Il y a un certain temps déjà, j'avais entamé un projet d'écriture au titre étrange de Corporataire. Ce signifiant inexistant était apparu sous ma plume inopinément. Mon inconscient facétieux avait fait bloc d'une chaîne sonore, bourdonnante et furieuse, qui avait envahi mon esprit, corps, corporation, pot de terre, pot à taire. Il soulevait le voile opaque qui recouvrait bien sagement le mal qui me rongeait ; il mettait en exergue cet orifice maudit situé au bas de mon visage qui devait me permettre de parler, de manger.

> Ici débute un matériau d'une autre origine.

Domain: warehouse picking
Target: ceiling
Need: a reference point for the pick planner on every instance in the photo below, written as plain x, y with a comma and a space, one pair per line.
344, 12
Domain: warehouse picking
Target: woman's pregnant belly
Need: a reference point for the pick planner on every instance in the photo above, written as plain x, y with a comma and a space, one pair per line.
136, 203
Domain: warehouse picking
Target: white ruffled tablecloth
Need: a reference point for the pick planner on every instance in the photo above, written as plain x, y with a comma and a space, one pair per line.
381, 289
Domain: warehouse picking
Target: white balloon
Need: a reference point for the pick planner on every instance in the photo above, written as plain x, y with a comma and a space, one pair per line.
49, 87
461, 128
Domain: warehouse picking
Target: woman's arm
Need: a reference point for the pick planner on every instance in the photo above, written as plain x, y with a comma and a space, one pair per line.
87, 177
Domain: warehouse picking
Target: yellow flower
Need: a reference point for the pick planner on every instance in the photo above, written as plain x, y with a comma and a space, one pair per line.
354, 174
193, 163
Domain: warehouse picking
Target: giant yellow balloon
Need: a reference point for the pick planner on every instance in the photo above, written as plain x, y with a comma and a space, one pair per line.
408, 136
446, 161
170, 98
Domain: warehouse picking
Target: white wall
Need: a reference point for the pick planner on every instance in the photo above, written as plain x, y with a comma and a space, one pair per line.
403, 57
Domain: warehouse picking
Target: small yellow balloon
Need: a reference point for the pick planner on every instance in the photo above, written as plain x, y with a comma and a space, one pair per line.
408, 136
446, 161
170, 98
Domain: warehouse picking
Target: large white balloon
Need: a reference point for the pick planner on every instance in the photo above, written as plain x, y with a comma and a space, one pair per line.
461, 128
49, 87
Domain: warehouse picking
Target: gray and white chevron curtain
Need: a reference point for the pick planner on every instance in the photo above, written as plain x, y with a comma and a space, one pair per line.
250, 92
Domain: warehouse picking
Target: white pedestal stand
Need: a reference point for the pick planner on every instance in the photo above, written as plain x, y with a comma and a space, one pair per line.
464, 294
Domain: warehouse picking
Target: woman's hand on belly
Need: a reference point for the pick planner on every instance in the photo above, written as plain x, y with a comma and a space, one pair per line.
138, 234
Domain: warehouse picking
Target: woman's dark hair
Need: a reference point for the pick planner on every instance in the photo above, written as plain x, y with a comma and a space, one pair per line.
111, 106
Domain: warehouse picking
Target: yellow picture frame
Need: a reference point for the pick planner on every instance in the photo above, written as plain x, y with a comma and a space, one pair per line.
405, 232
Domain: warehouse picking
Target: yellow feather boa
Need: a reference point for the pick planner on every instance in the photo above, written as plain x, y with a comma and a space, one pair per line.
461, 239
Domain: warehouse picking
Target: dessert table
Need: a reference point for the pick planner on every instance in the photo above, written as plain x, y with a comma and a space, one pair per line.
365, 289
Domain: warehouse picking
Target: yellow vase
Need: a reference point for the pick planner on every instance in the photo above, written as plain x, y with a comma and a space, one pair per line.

Cet écrit donc se présentait sous la forme d'un répertoire dans lequel je donnais une définition ou une courte phrase, chargées de résonances, sur différents mots entourant le corps, à la manière de Michel Leiris dans Langage Tangage. Voici ce que j'avais écrit autour de la bouche :
BOUCHE, Mon louche dégoût
AMUSE BOUCHE (L’) _ Voeu de La Muse Bouche
AMUSE GUEULE _ Gourmande envie de la voix
Il me faudrait développer mais le sujet m'écoeure vite ; J'arrête donc là pour aujourd'hui.
L'empêchée des goûts de la bouche
Une petite fable pour finir sur un amuse-bouche _Je sais, je présente le repas dans le désordre mais comprenez qu'il est hors de question que l'on m'impose de suivre vos règles alimentaires !
La chipoteuse et le goûteur
Conviés au banquet d’une ogresse _ de l’hôte, je n’en suis pas très sûre _ un goûteur et une chipoteuse se donnent rendez-vous au croisement d’une voie, pour s’y rendre de concert.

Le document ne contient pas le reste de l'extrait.